The biggest takeway from all this is that visual perception is bodily and interactive in the extreme: sight is not just a question of 'images' but of literally interacting with a world which gives rise to sight. Perception is a 'complex', a conjunction between what is seen, what is felt, how one interacts with the world, and not just 'what' one sees. In short - anti-realism is a bunch of bullshit, and any elementary study of perception will confirm this.
mentioned it, too.
Actually there were a couple of other anecdotes that I read of around this time, one of which the story of a pygmy chieftain, who was taken, by some anthropologists, up on top of a mountain look-out. This individual had spent his entire life in dense forest where everything was more or less within arms' reach. Once at this mountain lookout, the pygmy didn't seem to react badly, but after a while he was seen squatting down and reaching forwards as if to pick something up off the ground in front of him. The anthropologists theorised that he was actually trying to pick up a distant herd of wildebeest that could be seen on the distant plains beneath; they got the impression that he thought they were insects right at his feet. Because, of course, he had no 'wiring' for 'distant plains beneath', not ever having experienced such a vista.
What this all points to, is the role of the mind and brain in 'constructing' or synthesising experience; it shows up how what we instinctively categorise as real is in some fundamental way dependent on a constructive act of synthesis.

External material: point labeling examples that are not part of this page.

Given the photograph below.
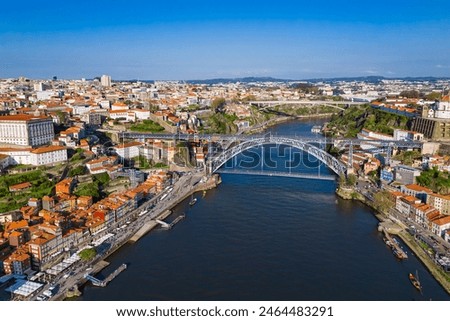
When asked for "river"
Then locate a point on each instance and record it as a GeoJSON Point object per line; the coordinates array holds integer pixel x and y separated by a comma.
{"type": "Point", "coordinates": [267, 238]}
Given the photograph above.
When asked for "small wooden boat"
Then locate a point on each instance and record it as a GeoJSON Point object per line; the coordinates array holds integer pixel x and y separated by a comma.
{"type": "Point", "coordinates": [415, 281]}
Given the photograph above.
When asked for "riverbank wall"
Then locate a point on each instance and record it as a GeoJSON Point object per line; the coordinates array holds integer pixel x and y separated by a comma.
{"type": "Point", "coordinates": [401, 231]}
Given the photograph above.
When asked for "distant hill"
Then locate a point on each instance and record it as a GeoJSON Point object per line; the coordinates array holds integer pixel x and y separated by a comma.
{"type": "Point", "coordinates": [235, 80]}
{"type": "Point", "coordinates": [368, 79]}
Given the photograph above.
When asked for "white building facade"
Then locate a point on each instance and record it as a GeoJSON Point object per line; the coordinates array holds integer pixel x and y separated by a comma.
{"type": "Point", "coordinates": [26, 130]}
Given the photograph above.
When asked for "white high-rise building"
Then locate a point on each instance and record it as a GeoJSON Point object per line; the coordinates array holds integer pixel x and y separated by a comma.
{"type": "Point", "coordinates": [106, 81]}
{"type": "Point", "coordinates": [26, 130]}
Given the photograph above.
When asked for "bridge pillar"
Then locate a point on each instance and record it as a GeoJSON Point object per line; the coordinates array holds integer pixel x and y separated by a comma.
{"type": "Point", "coordinates": [350, 157]}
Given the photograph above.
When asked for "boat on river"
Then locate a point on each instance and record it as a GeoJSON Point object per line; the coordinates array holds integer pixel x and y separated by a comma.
{"type": "Point", "coordinates": [415, 281]}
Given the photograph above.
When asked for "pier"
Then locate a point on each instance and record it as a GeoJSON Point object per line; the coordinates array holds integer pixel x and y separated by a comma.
{"type": "Point", "coordinates": [170, 225]}
{"type": "Point", "coordinates": [395, 246]}
{"type": "Point", "coordinates": [108, 279]}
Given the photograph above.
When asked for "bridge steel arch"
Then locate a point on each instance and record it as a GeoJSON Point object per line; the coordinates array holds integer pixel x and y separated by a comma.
{"type": "Point", "coordinates": [330, 161]}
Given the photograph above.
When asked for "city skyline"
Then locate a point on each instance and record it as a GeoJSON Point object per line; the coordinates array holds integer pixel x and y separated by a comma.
{"type": "Point", "coordinates": [200, 40]}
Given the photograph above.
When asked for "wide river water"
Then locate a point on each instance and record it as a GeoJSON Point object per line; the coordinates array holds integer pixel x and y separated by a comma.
{"type": "Point", "coordinates": [267, 238]}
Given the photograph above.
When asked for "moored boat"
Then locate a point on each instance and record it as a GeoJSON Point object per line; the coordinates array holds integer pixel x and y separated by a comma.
{"type": "Point", "coordinates": [415, 281]}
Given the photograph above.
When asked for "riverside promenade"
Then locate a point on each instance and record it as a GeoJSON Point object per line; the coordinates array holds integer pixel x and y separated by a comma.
{"type": "Point", "coordinates": [182, 189]}
{"type": "Point", "coordinates": [400, 228]}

It also emphasizes the far reaching ability of the brain to manipulate sensory input (course we already knew that.)
The vision-inversion experiment proves only that:
1) A vision-inversion-experience takes some time for the mind to process and integrate.

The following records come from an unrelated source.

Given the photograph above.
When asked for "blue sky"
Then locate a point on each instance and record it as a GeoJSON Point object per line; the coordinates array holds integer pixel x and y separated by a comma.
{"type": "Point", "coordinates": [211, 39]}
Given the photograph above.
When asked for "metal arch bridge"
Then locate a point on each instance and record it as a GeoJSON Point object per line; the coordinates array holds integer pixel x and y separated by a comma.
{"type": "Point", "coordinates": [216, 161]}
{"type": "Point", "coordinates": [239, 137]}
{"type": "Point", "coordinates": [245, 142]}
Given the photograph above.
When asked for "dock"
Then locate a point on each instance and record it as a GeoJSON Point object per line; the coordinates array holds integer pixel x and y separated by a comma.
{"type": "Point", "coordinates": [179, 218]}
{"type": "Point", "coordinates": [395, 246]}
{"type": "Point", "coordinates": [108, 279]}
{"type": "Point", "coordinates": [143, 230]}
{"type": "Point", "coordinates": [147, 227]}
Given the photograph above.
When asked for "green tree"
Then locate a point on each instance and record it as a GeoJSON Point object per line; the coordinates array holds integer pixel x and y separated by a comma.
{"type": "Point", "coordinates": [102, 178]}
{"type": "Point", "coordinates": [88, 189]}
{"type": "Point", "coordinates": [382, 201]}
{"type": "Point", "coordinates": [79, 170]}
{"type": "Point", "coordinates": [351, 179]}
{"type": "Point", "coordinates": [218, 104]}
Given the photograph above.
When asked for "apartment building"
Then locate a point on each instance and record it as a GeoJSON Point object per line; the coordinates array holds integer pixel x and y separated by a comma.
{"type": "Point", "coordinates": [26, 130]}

2) The experience of motion and interaction within a visually inverted frame of reference is crucial to processing and integrating a vision-inversion-experience.
It has nothing conclusive to say about realism and anti-realism. You've assumed your conclusion. Your hammer has turned it into a nail.
Says the post that shunts everything into the artificially constructed vocabulary of 'experience' from the get-go.
...To demonstrate that a vision-inversion experiment is easily assimilated to an experience-centric dialect and metaphysics.
Note my conclusion: A vision-inversion experiment has nothing to say about realism and anti-realism.
Sure, if you beg the question, anything is possible.
Because you have chosen your camp you attack my counterpoise as a kind of begging. This is the hammer speaking. My intention is more charitable: I mean to demonstrate that a vision-inversion experiment is as content with Berkeleyan idealism as with the directest of realisms.
Again: A vision-inversion experiment has nothing to say about realism and anti-realism.